Contudo, o modelo burocrático-administrativo vigente, em função da voraz retórica legiferante e normativa, altamente centralizadora, assegura apenas, até certo ponto, autonomia de gestão, limitada aos quadros detentores do poder burocrático.

Examinando as questões apontadas, foi possível formular um modelo semiótico que procura dar conta de algumas facetas das relações entre ensino, pesquisa, produção técnico-científica, política científica e tecnológica, educação institucional, no processo histórico das instituições universitárias, e enquanto atividades imprescindíveis ao desenvolvimento social, político e econômico do nosso país, buscando explicação mais satisfatória para as tensões, os conflitos entre as forças em jogo naquele processo:

 

                                                                  t.d.

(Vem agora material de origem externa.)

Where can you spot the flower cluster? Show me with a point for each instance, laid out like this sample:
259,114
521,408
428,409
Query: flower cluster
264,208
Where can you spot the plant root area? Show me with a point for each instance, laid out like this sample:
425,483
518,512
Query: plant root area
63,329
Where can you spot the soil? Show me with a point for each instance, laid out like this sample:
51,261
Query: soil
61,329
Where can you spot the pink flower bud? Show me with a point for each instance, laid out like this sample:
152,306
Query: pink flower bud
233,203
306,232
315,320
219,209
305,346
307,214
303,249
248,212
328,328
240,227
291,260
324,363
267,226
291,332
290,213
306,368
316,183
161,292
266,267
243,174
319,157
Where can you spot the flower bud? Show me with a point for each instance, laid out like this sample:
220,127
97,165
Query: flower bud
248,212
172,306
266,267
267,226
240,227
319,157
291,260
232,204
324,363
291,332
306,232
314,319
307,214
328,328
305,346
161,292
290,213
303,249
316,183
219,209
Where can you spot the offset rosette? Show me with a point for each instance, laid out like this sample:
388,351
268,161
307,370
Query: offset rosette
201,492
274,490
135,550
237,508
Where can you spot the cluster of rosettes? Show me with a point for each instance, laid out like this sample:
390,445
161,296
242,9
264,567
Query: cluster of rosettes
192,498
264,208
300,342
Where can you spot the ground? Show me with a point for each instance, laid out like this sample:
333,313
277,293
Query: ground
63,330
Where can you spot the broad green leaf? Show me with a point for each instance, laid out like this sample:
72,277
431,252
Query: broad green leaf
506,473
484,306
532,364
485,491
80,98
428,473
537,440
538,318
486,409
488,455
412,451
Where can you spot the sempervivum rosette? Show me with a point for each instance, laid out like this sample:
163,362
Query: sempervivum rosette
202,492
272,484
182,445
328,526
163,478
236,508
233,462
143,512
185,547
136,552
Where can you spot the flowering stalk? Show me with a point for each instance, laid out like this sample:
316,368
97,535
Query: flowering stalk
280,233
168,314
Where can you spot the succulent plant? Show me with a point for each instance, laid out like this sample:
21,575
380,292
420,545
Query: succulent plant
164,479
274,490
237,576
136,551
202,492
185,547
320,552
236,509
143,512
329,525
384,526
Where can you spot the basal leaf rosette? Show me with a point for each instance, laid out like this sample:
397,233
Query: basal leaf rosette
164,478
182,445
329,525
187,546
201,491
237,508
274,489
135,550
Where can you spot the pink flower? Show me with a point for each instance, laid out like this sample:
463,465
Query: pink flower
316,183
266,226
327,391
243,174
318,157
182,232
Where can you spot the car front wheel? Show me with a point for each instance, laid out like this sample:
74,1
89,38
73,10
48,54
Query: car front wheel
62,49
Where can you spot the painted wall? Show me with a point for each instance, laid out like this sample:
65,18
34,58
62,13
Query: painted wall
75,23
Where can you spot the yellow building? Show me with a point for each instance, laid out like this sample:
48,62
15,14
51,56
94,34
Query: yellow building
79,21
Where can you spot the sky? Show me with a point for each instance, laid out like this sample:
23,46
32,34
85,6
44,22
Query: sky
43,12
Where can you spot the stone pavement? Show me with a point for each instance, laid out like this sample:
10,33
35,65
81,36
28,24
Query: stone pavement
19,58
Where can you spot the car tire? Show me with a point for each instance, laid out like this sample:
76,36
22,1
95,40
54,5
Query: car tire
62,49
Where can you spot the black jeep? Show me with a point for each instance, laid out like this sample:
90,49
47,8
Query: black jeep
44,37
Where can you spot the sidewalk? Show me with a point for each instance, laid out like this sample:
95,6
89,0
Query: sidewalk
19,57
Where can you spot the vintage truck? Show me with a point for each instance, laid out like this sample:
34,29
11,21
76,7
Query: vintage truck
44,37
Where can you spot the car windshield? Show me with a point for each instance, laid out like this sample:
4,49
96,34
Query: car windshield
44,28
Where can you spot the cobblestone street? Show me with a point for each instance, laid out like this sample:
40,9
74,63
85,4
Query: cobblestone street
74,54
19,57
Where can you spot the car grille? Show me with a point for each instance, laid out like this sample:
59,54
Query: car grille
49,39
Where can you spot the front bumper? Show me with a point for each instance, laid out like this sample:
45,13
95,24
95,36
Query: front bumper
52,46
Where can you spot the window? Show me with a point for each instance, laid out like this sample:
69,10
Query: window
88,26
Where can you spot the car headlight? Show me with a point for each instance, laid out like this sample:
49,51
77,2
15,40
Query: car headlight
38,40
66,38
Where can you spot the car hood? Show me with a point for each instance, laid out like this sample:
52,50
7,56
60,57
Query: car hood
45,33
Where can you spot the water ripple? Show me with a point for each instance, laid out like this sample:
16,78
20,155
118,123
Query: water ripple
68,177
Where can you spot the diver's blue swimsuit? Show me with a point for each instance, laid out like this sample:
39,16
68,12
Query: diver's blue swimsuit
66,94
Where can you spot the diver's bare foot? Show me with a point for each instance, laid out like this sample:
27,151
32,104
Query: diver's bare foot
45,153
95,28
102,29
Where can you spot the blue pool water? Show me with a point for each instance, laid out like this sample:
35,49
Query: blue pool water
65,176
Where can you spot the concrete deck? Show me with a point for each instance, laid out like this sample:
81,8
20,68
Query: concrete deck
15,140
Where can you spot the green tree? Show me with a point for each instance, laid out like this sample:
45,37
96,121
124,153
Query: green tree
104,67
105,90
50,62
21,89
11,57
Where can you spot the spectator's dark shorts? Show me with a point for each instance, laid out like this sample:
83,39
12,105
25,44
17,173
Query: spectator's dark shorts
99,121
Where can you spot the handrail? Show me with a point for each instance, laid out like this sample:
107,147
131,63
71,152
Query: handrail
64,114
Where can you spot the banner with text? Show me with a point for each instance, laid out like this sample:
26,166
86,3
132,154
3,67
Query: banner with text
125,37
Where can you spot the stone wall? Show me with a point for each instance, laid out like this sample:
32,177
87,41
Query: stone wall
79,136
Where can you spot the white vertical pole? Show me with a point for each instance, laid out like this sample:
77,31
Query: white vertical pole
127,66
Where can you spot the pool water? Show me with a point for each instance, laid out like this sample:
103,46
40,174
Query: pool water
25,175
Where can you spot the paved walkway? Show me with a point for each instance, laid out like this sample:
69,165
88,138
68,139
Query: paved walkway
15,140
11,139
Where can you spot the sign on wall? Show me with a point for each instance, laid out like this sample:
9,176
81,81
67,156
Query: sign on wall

                         AUTONOMIA UNIVERSITÁRIA

Percurso da

reconstrução

iniciativa                                             controle

                   querer-ser, querer-fazer                      dever-ser, dever-fazer        

 


Liberdade                                                                                                            Cerceamento

Acadêmica

 


                          desregulamentação                           inércia  

não-dever-ser, não-dever-fazer                  não-querer-ser, não-querer-fazer

 


                                                                                                                 percurso da

ESTAGNAÇÃO                                            deterioração

 (Æ)                    

 

Figura 1: Autonomia universitária

 

Nessas condições, iniciativa caracteriza-se pela modalidade complexa querer-ser, querer-fazer; controle, pela modalidade complexa dever-ser, dever-fazer. Iniciativa e controle constituem duas forças, duas tendências contrárias. O termo contraditório de iniciativa é inércia; o termo contraditório de controle, desregulamentação. A combinatória iniciativa x controle [(querer-ser, querer-fazer) x (dever-ser, dever-fazer)] configura uma tensão dialética, o epicentro do processo, o equilíbrio dinâmico, que sustenta a produtividade com liberdade e responsabilidade social, ou seja, a autonomia universitária definida em sua concepção mais elevada. A dêixis positiva, combinatória modal de iniciativa x desregulamentação [(querer-ser, querer-fazer), x (não-dever-ser, não dever-fazer)] configura a liberdade acadêmica; a dêixis negativa, combinação das modalidades complexas de burocracia x inércia [(dever-ser, dever-fazer) x (não-querer-ser, não querer-fazer)] determina o cerceamento; o termo neutro, combinatória modal, a seu turno, de desregulamentação x inércia [(não-dever-ser, não-dever-fazer) x (não querer-ser, não querer-fazer)] qualifica-se como estagnação.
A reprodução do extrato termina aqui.